China’s sudden environmental awareness began in 2020 when it announced a shift in policy and committed to one of the world’s most radical reductions in air pollutants. The world’s two largest economies, the US and China, account for 43% of the world’s emissions.

Since Xi Jingpin announced a new commitment to fighting climate change, Cuba has also ramped up its rhetoric on this issue. On accepting the donation in Guangzhou, the consul general described the gesture as “a sign of successful cooperation between the two socialist nations” to reduce greenhouse gas emissions.

The Cuban representative attending the event emphasized that multilateralism and global cooperation are the only options for confronting climate change.

China will also supply the island with 25,000 LED bulbs “to address electricity problems of families in remote rural areas.”

The collaborative relationship in solar energy between Cuba and China, however, predates the environmental interest recently expressed by both nations, which three years ago inaugurated the Pinar 220 A2 photovoltaic solar park.

The installation consists of 15,500 solar panels manufactured by the Chinese firm Yingly and operates between 8:00 AM and 7:00 PM. According to a 2019 report issued by the Xinhua agency, the plant was delivering roughly 4.4 gigawatts of power per hour to the Cuban National Electric System.

Trade between the island and the Asian economic giant has declined in recent years due to the Cuban regime’s unpaid debt to Peking.
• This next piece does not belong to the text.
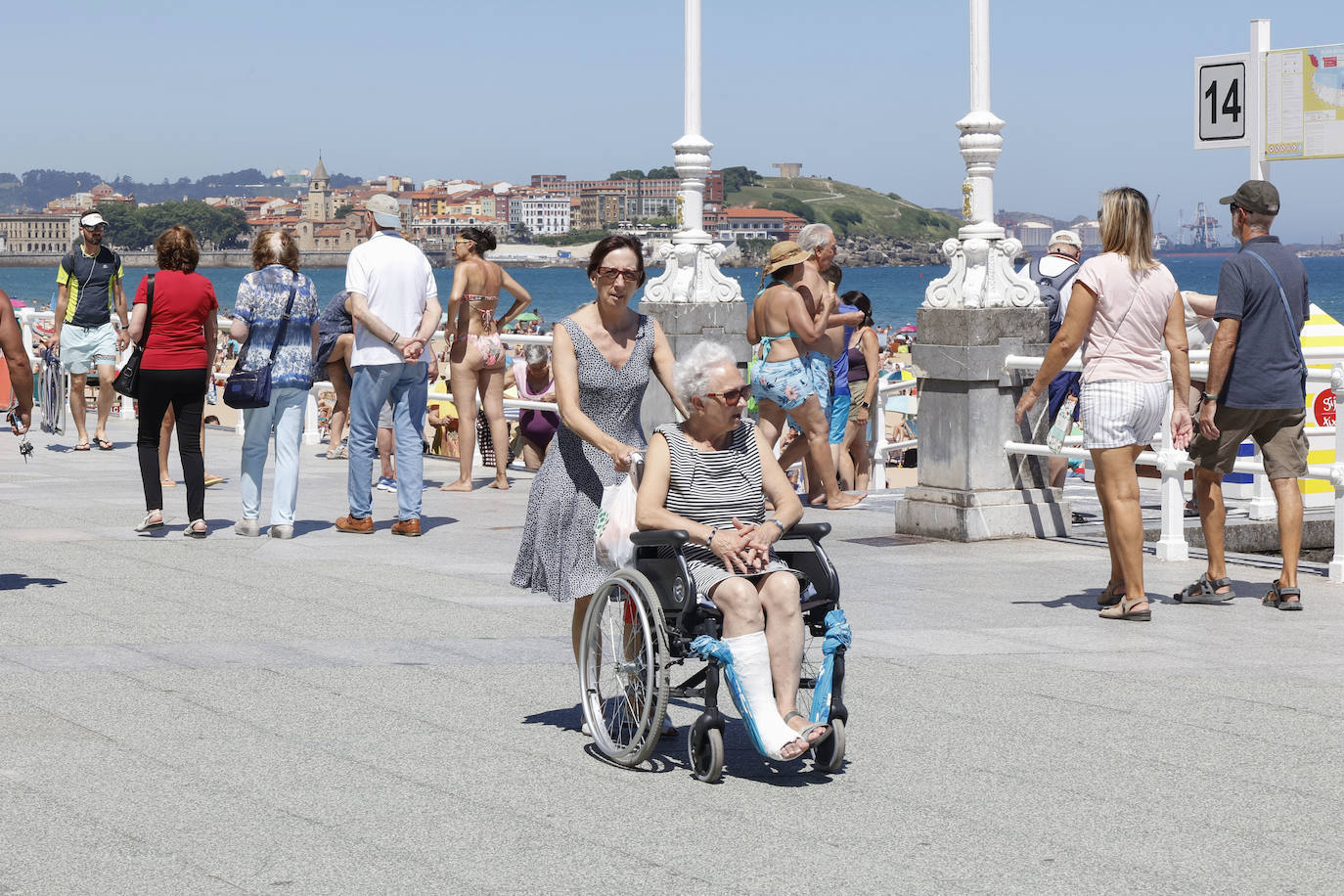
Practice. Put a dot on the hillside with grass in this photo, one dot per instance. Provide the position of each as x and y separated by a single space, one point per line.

For example, imports of Chinese goods fell 40% in 2020, following a trend of the last five years.

The Cuban government sees solar energy as a way to take advantage of a natural resource the country has abundance but investment remains the major hurdle in building the infrastructure needed to harvest a solar energy.

Before the pandemic, the island had planned to build sixty-five facilities of this type while another fifteen were under development. These would have increased the current power supply by 42 gigawatts, or about 1.15% of national consumption.

Late last year The Cuban Electric Union (UNE) acknowledged that it was unable to guarantee production of photovoltaic for retail sale to the public. Imported devices like these can cost between 200 and 1,000 pesos for panels ranging from 900 watts to fifteen kilowatts.

According to data from the state-owned energy company, five 260-watt devices are required to meet the energy needs of a home with an average monthly consumption of 185 kWh.

In mid-March, executives of the Cuban customs service and UNE announced a prompt lifting of tariffs, which the electric company said was responsible for the current shortage. However, this has not yet happened.

Currently the government is selling photovoltaic systems for hard currency in online stores targeted to Cubans living overseas who make purchases for family on the Island. For example, a 270-watt solar panel is selling on Bazar Virtual, a site belonging to state-owned Copextel, for $2,549.02.